We want our organizations and systems to be agile. We want them to evolve with the needs of the business, its customers, and stakeholders and be resilient in the face of ever-changing market conditions and the external environment. This level of adaptability and responsiveness needs to be supported by the architecture of the systems we create. The complexity of the environment that architects find themselves in is increasing in recent years, with the cloud, DevOps, continuous deployment, microservices, and other elements adding to the factors that architects must consider. With this growing complexity, architects need to be supported by effective decision-making approaches.
Size is also a factor. Larger systems and larger organizations have, by definition, a larger number of dependencies (internal and external) that must be managed and a larger number of stakeholders (internal and external) whose needs must be addressed. The architecture of larger systems can involve hundreds or thousands of people, creating dozens to hundreds of products, components, and subsystems that all need to work together. Maintaining the conceptual integrity of the architecture under such circumstances (and over time) presents many challenges and a greater need for coherence.
To navigate all of this, Agile architects need to be adaptive; they need the ability to dynamically shift their decision-making approach to match the complexity of the circumstances they face. Ken Power shares lessons from complexity science—in particular, sense making and the Cynefin framework—that can help architects to be more agile in how they work, and in turn, help them develop architectures that are more agile and adaptive to the needs of the organizations they serve.

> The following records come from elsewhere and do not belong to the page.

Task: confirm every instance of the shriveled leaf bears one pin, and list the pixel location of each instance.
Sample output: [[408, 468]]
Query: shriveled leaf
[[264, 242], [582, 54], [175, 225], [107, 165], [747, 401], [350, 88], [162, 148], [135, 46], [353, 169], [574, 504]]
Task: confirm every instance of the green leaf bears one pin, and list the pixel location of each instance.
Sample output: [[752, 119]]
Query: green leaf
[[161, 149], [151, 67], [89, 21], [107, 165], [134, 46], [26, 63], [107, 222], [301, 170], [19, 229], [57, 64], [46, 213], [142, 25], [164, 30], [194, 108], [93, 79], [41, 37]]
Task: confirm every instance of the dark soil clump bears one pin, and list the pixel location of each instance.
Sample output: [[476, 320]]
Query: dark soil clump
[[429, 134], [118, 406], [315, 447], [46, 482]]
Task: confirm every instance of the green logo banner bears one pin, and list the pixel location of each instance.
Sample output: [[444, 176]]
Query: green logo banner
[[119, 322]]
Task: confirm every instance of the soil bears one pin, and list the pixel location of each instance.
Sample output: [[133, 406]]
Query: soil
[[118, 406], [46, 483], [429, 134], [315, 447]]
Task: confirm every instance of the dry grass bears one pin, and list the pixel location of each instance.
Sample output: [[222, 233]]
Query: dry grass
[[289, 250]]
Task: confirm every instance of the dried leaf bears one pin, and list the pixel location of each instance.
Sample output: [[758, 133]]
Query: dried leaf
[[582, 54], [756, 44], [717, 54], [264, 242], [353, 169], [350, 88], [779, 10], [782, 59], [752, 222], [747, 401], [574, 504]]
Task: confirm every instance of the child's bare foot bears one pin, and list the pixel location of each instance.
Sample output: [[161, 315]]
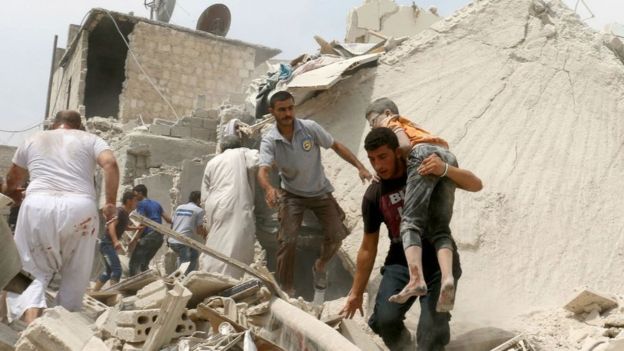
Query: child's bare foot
[[446, 301], [411, 289]]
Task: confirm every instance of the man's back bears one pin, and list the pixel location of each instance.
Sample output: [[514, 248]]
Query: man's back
[[186, 219], [61, 161]]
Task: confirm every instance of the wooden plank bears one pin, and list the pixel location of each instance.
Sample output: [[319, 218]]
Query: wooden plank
[[265, 277]]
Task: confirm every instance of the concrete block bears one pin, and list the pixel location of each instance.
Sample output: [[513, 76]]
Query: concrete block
[[350, 330], [480, 339], [8, 338], [158, 129], [136, 326], [206, 284], [588, 300], [59, 330], [181, 132], [166, 324], [151, 296], [204, 134]]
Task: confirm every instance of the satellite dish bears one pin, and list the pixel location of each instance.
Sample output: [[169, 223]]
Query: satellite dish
[[216, 19], [161, 9]]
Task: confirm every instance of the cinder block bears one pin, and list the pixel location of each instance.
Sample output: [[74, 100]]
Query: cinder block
[[181, 132], [588, 300], [151, 296], [158, 129], [59, 330], [204, 134]]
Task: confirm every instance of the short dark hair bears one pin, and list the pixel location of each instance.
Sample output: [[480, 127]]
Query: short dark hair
[[282, 95], [230, 142], [379, 137], [195, 196], [380, 105], [141, 189], [127, 196], [69, 117]]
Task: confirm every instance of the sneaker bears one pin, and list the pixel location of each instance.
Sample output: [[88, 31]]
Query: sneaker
[[320, 278]]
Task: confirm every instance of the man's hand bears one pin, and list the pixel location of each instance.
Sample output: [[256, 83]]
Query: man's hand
[[432, 165], [364, 175], [109, 211], [271, 196], [353, 304]]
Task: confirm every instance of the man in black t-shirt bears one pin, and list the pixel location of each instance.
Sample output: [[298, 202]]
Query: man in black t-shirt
[[383, 203]]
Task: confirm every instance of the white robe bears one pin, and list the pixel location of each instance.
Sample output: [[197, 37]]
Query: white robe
[[228, 194]]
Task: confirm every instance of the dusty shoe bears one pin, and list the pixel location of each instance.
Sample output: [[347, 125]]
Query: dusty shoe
[[320, 278], [408, 292], [446, 301]]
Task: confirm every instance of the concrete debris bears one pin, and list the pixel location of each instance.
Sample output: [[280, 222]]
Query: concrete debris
[[59, 330], [151, 296], [8, 338]]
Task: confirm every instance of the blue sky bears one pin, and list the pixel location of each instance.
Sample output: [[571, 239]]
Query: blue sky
[[27, 29]]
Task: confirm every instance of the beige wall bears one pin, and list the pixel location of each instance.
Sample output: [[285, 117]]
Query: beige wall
[[74, 70], [183, 66]]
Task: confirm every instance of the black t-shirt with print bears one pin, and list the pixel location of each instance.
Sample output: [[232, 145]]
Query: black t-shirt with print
[[383, 203]]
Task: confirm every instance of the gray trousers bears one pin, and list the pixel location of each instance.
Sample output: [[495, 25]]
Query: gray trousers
[[428, 201]]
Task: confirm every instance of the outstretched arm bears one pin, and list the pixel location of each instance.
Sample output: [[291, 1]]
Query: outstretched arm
[[106, 160], [348, 156], [466, 180]]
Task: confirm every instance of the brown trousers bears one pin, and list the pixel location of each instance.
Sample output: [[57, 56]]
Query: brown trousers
[[291, 210]]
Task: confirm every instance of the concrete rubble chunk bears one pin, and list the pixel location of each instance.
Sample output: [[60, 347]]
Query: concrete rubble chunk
[[151, 296], [206, 284], [133, 284], [165, 326], [135, 326], [350, 330], [59, 330], [8, 338], [588, 300]]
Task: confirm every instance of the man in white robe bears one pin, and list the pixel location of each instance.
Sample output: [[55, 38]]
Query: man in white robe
[[228, 194]]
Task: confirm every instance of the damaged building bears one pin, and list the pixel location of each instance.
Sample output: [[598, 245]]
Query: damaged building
[[128, 67], [528, 96]]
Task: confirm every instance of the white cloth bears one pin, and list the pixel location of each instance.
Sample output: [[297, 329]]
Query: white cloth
[[228, 192], [61, 160], [55, 234]]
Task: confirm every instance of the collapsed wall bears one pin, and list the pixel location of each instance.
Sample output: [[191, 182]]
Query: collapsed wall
[[529, 99]]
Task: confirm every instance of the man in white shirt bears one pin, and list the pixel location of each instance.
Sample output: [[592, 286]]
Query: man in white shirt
[[228, 193], [57, 227]]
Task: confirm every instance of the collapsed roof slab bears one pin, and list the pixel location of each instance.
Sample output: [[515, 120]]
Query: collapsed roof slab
[[530, 99]]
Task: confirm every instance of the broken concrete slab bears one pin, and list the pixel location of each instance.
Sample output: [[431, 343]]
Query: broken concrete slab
[[8, 338], [350, 330], [299, 325], [135, 283], [136, 326], [588, 300], [165, 326], [325, 77], [58, 330], [482, 339], [206, 284], [151, 296]]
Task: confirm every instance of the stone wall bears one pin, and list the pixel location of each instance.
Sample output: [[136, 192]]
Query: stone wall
[[182, 66], [68, 81]]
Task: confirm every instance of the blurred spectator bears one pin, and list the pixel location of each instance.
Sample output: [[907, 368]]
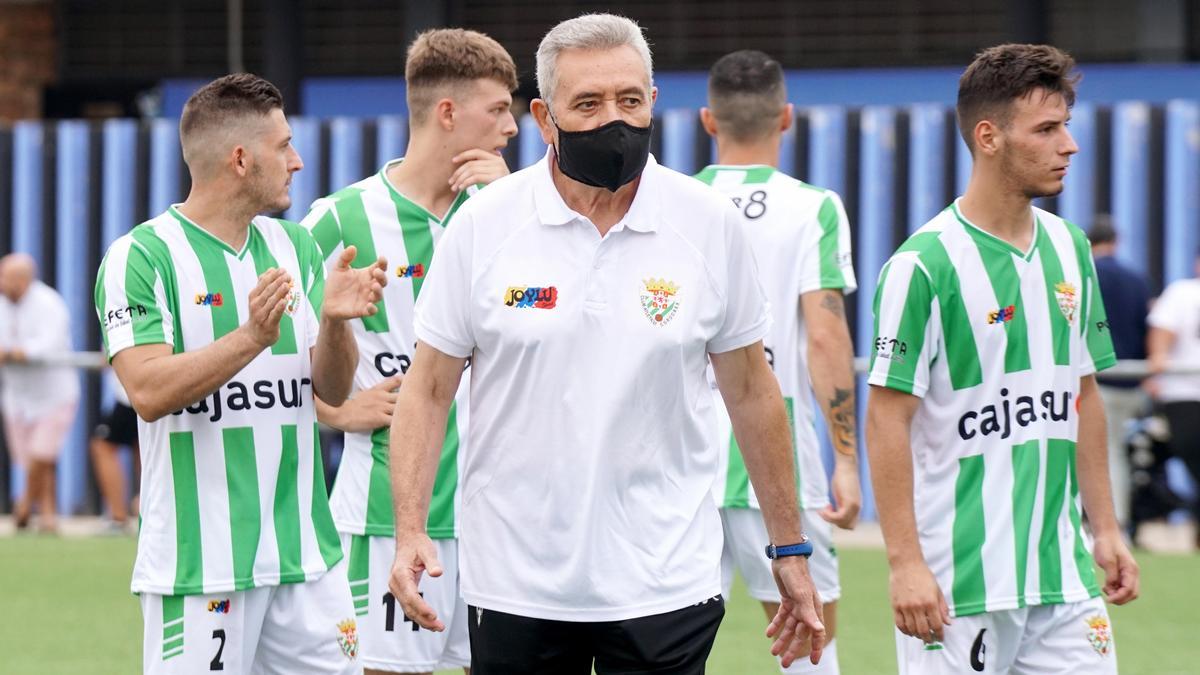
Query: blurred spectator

Ken Power is a principal engineer with Cisco’s Cloud Solutions group, where he works with teams and business units around the world. Ken’s responsibilities include leading the Agile transformation for Cisco’s largest software group. He also works with universities and research groups in Agile, Lean, and software engineering research. His work and research interests include Agile, Lean, flow, complex adaptive systems, and organization effectiveness, as well as software and systems architecture, the cloud, DevOps, and software engineering management. Ken is a frequent speaker on these topics at major international conferences and has published numerous papers, one of which won the IEEE Software Best Paper award. Ken is a fellow of the Lean Systems Society and a certified Human Systems Dynamics Professional.